Structural, magnetic, mechanical, thermodynamic, and electronic properties of PuAlO3: A first-principles study

Abstract

Based on the Coulomb hybrid density functional with spin–orbit coupling (SOC) effect and generalized gradient approximation (GGA) + U method, the structural, magnetic, and electronic properties of PuAlO3 (Pnma and Imma) have been studied. The value of magnetic moment (μs) with the GGA + U method is maximum, the GGA + U + SOC method is minimum, and the GGA method is centered. The phonon curve of the two phases with ferromagnetic (FM) is almost identical to that of the antiferromagnetic (AFM) state.

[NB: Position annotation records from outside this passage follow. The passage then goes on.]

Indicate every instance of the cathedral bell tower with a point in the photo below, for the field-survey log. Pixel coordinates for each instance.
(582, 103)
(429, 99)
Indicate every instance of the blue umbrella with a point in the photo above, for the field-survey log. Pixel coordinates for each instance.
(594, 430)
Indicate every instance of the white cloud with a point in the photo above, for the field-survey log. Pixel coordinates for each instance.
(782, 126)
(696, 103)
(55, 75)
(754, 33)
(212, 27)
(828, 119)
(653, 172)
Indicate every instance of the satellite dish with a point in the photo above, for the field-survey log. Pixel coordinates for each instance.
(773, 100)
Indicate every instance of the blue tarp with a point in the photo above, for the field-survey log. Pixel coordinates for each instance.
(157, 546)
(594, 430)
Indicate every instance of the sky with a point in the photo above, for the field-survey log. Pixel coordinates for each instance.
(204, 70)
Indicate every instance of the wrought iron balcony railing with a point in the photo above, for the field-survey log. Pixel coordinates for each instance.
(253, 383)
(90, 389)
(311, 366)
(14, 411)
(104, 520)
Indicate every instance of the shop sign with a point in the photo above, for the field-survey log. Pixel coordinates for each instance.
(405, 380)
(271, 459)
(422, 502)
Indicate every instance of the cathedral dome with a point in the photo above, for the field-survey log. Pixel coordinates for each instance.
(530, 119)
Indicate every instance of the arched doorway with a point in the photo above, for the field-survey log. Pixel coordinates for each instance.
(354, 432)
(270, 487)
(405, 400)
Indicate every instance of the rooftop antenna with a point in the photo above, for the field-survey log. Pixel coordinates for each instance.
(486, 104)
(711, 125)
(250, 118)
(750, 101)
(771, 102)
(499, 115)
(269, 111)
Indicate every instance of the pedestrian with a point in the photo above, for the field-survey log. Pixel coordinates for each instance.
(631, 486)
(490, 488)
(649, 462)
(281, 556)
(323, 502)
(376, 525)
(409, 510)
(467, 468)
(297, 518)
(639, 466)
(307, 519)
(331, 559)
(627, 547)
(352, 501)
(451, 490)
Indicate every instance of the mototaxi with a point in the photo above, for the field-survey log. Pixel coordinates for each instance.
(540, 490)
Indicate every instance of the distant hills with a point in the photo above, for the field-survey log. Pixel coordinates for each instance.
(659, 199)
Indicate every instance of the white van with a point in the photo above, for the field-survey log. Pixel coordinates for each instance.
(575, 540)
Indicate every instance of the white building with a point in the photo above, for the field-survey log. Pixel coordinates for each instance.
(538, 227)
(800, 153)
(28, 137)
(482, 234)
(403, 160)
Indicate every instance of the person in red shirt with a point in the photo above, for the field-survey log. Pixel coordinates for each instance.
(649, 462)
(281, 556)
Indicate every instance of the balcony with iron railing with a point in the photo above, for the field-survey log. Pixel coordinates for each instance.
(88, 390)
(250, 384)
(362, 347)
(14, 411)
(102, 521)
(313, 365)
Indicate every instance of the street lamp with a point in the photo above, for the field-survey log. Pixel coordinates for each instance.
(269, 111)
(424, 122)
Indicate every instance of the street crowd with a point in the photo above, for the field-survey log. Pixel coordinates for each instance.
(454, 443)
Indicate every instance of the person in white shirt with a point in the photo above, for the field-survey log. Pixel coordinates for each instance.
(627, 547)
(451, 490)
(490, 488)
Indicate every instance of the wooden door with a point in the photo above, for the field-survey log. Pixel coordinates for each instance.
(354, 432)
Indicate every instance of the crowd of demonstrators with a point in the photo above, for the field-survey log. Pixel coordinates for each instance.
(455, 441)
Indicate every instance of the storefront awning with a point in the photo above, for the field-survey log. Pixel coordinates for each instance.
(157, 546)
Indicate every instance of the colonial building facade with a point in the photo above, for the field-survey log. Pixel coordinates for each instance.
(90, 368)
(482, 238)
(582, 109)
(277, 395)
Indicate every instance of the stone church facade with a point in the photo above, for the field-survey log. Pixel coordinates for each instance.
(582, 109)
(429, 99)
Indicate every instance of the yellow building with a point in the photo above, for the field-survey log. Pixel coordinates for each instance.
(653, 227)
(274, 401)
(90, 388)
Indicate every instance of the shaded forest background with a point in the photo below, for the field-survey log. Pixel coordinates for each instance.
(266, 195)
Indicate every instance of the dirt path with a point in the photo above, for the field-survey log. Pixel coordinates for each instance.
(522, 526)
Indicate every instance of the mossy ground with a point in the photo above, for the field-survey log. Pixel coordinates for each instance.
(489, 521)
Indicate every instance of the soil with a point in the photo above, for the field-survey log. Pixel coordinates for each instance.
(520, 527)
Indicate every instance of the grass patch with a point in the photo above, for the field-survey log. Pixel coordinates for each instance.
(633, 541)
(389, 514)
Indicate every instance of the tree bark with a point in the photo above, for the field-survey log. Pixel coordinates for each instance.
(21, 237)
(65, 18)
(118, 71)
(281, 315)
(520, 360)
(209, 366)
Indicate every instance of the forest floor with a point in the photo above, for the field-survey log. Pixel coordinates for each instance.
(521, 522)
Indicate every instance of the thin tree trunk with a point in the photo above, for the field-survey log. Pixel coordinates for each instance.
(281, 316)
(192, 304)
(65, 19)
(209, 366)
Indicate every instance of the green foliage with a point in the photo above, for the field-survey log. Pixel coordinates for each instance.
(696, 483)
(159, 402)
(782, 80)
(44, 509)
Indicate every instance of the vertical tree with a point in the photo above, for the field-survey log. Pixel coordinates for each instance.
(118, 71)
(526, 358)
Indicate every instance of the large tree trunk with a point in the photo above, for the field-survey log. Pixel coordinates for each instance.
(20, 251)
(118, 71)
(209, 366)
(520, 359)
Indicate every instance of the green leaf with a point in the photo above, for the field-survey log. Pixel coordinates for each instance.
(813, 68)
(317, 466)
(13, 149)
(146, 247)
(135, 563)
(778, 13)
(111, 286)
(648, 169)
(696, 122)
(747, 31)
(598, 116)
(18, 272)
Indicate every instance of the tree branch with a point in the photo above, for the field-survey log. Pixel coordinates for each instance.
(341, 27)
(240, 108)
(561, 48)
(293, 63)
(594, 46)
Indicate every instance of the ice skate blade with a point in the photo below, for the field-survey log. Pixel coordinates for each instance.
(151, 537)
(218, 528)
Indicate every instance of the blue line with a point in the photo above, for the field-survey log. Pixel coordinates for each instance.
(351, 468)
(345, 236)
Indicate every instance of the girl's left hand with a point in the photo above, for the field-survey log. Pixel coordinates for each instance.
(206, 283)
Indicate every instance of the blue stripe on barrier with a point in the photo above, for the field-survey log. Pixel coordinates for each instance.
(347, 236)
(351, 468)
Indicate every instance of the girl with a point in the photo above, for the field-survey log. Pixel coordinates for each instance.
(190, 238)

Pu atoms primarily contribute to the low-frequency phonon branches. In contrast, lighter O atoms are mainly responsible for the high-frequency phonon modes, and Al atoms are predominantly distributed in the middle part of the compound. For the mechanical properties, the volume modulus B of the V-R-H scheme agrees with the Birch–Murnaghan equation of state fitting results. Moreover, the bulk modulus is anisotropic, and the remaining parameters are isotropic. According to the electronic calculation, FM has a wider bandgap than AFM. In part of the state density diagram, it can be observed that the main contributors are Pu and O atoms. Bader charge calculation revealed that the charge of Pu and Al atoms transfers to O atoms.